I can begin by copying the words of my journal entry from the other day: "I've been underground the last several days, doing dissertating stuff and preparing for the new Theology Through The Centuries course with Dan, who is also teaching a section of it." It has been keeping me away from my own journaling for a bit, much less trying to keep up with everyone else's.
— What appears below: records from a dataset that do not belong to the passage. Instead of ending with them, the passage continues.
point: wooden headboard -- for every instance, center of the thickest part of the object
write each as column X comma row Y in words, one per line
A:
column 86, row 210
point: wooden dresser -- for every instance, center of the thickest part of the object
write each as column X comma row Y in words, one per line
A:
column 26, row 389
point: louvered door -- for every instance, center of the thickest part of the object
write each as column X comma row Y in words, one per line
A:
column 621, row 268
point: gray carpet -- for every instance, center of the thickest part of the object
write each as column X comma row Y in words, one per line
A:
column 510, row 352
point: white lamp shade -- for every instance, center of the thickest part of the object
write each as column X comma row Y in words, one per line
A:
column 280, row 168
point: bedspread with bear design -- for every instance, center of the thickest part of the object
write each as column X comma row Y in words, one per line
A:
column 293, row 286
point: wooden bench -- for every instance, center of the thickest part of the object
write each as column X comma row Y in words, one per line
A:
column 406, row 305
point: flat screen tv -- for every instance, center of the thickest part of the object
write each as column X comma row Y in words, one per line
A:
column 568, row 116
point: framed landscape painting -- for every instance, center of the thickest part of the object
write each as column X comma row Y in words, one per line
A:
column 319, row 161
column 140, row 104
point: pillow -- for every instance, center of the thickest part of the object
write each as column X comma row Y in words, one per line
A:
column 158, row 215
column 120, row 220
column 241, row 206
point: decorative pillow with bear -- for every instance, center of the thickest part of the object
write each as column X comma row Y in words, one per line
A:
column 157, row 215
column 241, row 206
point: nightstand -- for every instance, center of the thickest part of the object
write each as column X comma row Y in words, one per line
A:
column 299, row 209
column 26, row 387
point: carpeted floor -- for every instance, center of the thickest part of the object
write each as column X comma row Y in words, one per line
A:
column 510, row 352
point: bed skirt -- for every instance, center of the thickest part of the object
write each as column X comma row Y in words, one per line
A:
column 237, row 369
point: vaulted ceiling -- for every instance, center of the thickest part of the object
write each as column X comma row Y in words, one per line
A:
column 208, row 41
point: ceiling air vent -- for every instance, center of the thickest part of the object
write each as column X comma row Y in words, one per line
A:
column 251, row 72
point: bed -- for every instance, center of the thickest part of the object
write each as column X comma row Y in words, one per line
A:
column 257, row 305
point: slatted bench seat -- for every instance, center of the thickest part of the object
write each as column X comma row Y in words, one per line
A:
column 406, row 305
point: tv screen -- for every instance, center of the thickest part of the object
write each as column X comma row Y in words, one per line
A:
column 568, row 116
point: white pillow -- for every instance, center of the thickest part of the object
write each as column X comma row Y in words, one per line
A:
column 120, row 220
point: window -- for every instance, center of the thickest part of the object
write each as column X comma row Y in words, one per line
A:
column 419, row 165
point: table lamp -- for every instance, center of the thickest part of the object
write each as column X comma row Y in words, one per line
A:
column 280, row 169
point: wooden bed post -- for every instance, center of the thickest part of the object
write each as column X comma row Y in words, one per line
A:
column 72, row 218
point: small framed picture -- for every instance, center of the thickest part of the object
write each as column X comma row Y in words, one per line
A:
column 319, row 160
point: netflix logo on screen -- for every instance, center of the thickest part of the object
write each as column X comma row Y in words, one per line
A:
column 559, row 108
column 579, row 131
But I have to say: what amazing days! The dissertating has been pure fun, a real brainstorming period for the whole rest of the project, with all sorts of organizational, structural or programmatic ideas coming to me. The part of the project that is "constructive" – that is, attempting to do something really constructive or new in the field – has been especially exciting, as I'm finding new directions to take the material that have got me rather excited. But the continuing sessions of planning with Dan have been a quietly thrilling experience. I was again over at his place the other evening for a long work session.

First there was some playing with the kids, and then being treated to a sweet root soup that I remember them making last winter, and a later dessert of mint chocolate chip that Amy had fetched for the occasion. It was Dan's night putting down Owen while Amy took Anna, and I kept my streak going by going in to the screaming Owen after Dan had left him, and simply saying to the 16-month-old, "Dude: it's time to sleep. Just lay down and go to bed." No sooner were the words out of my mouth than he dropped down face-first, quieted down, and lay still, other than some sullen-appearing kicking of his mattress. I have no idea why he does this for me, but it cracks me up. I told them I have the strangest feeling that he sees me as some sort of 1 year-old analogy to a frat brother.

But then the work with Dan got going for the next several hours. What's been so cool about this, I finally realized, is that I've never constructed a course with someone else before. I've never been around anyone who was going to teach the same thing as me. Dan and I have a few variations in our reading list, and more in our reading schedule, but there is a considerable amount of overlap: more than when we had started. To have another expert regarding the material, debating readings and possible lessons, someone who also has teaching experience (he taught junior high, which I consider to be more hard-core than my high school experience, and we're both of the opinion a lot of undergraduate courses could be tougher than they are), really made designing the course a pleasure in itself, but even more, it refined the course. This is not the course I would have designed on my own. Altered reading lists (we both separately had been thinking of adding Basil of Caesarea's On The Holy Spirit to the readings, and subsequently selected some passages we thought worked), different lesson styles, rubrics for daily assignments and discussion: all of these came out of our sessions, and as a result the class will be different from anything I've ever taught in its pedagogical approach. I'm excited and nervous. Dan's section went well today, he thinks, and my two are tomorrow. I include the reading list for those interested.


T   1/15     Introduction
Th 1/17    C.S. Lewis, Introduction to On the Incarnation, pp. 3-10.  Electronic Reserve readings (password “theology” both sections’ reading for THEO 106, but listed only as section 1002): “The Triumph of the Nicene Faith” in David N. Bell’s A Cloud of Witnesses; and “Truly Human, Truly Divine” in William C. Placher’s A History of Christian Theology: An Introduction.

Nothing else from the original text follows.